Este es un dato que no se ha escapado a los intelectuales y artistas africanos: la cantidad de programas franceses importados varía entre un 23 y un 50 por ciento de los programas emitidos en la Africa francófona, sin contar con la extrema dependencia de los diarios televisados locales con respecto a todo lo que procede de la antigua metrópoli. En semejante situación de subordinación extrema, se considera el problema de la identidad cultural amenazada de un modo necesariamente distinto. Para esos intelectuales, como manifestó el productor camerunés Michel Lobe Ewane en el diario Libération (8-11-93), «Dallas y Le Château des oliviers [exitosa serie televisiva francesa] ¡un solo combate!»

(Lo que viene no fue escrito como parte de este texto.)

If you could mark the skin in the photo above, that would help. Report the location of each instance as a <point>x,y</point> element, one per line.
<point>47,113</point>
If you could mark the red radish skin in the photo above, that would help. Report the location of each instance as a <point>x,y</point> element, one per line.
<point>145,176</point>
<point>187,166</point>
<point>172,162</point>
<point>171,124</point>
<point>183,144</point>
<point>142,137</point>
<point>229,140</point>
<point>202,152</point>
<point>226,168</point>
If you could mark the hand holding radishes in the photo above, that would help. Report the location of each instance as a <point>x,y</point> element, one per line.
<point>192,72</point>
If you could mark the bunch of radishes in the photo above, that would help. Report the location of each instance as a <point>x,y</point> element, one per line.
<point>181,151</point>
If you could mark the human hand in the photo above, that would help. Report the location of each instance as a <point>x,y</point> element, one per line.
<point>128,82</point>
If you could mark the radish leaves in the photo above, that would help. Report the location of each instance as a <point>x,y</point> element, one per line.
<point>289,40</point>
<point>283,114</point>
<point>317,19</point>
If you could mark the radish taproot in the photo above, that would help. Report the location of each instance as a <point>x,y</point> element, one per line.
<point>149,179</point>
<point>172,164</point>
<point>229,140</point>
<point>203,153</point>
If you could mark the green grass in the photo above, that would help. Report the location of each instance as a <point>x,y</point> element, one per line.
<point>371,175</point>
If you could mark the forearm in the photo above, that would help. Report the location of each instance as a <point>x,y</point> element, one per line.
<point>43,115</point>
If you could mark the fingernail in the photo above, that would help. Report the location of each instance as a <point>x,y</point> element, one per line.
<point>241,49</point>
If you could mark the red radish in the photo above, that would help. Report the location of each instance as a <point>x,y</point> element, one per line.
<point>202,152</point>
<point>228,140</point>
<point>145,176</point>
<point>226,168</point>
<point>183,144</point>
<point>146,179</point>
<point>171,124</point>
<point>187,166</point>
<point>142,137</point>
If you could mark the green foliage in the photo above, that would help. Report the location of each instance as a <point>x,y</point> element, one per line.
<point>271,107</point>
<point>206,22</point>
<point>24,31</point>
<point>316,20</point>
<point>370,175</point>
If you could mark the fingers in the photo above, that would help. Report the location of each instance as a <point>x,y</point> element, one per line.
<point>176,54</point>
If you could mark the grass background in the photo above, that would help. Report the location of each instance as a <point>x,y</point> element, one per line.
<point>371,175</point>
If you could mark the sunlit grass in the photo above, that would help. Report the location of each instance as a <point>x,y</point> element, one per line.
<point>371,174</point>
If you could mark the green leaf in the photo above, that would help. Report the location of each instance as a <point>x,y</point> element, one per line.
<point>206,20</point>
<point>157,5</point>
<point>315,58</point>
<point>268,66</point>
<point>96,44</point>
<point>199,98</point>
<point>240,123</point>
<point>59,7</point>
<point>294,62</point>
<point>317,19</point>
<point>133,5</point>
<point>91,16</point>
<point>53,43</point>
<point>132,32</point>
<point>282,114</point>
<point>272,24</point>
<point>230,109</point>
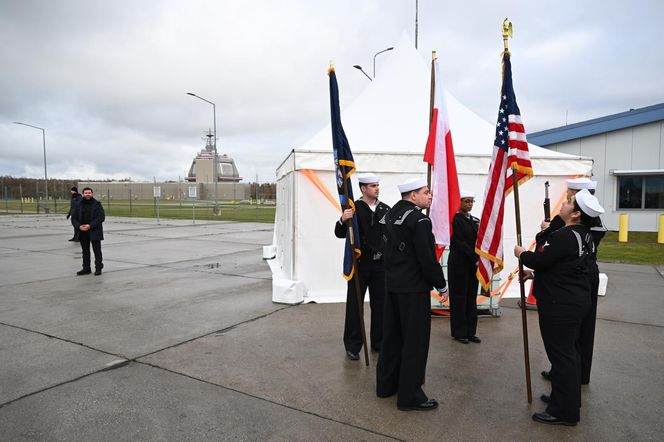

En primera fila de los argumentos de los defensores de la excepción cultural: «Una concepción radicalmente distinta (de la de Estados Unidos) de la obra y del autor» (Jean-Claude Carrière); «Respetar la cultura es dejarla fuera de las competencias del GATT… (es decir) un no radical al triunfo de un mercado desprovisto de conciencia y misericordia» (Jack Ralite, uno de los fundadores de los Estados generales de la cultura, alrededor de los cuales se movilizaron artistas y personalidades del mundo del espectáculo). La reivindicación de una cultura europea no es menos importante. El llamamiento publicado en una página entera del diario Le Monde del 18 de septiembre de 1993, por la SACEM (Sociedad de Autores, Compositores y Editores de Música), la SCAM (Sociedad Civil de Autores Multimedia) y la Sociedad de Literatos de Francia (SGDL), que estaba dirigido a los numerosos autores y realizadores reunidos en Venecia por iniciativa de la FERA (Federación Europea de Realizadores Audiovisuales) para hablar del asunto del GATT, expresa cabalmente ese lema reiterado que las más diversas organizaciones hicieron suyo: «Un GATT razonable para una cultura europea… Cada pueblo goza de un derecho indiscutible al desarrollo de su propia cultura, así como al acceso al tesoro cultural de los demás pueblos.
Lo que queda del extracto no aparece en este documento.